L'essai par la Corée du Nord d'un missile balistique intercontinental (ICBM) est un "cadeau" aux "salauds d'Américains" pour leur fête nationale du 4 juillet, a déclaré mercredi le numéro un Kim Jong-Un cité par l'agence KCNA.

Après avoir personnellement supervisé le lancement du missile, "il a dit que les salauds d'Américains ne seraient pas très heureux de ce cadeau envoyé pour l'anniversaire du 4 juillet", selon l'agence de presse officielle.
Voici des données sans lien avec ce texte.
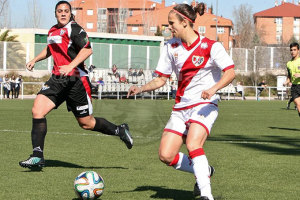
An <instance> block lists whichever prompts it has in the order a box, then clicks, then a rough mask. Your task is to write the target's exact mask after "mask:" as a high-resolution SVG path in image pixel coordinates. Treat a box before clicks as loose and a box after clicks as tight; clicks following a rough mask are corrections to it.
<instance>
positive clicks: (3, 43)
mask: <svg viewBox="0 0 300 200" xmlns="http://www.w3.org/2000/svg"><path fill="white" fill-rule="evenodd" d="M6 55H7V42H3V70H4V71H6Z"/></svg>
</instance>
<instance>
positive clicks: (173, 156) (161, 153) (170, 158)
mask: <svg viewBox="0 0 300 200" xmlns="http://www.w3.org/2000/svg"><path fill="white" fill-rule="evenodd" d="M173 159H174V156H173V155H171V154H168V153H166V152H161V151H160V152H159V160H160V161H161V162H163V163H165V164H167V165H168V164H170V163H171V162H172V160H173Z"/></svg>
En éclatant de rire, M. Kim "a ajouté que nous devrions leur envoyer des cadeaux de temps en temps pour les aider à tromper leur ennui", a encore rapporté KCNA.

 'L'armistice et la guerre' 

L'agence sud-coréenne Yonhap a parlé d'un "message d'avertissement", quand l'état-major interarmes sud-coréen expliquait que cet exercice avait "montré la capacité d'une frappe de précision contre le quartier général de l'ennemi en cas d'urgence".

Le président sud-coréen Moon Jae-In, par ailleurs favorable à une reprise du dialogue avec le Nord, a "déclaré que la sérieuse provocation de la Corée du Nord nécessitait que nous réagissions avec davantage qu'un communiqué", selon Yonhap.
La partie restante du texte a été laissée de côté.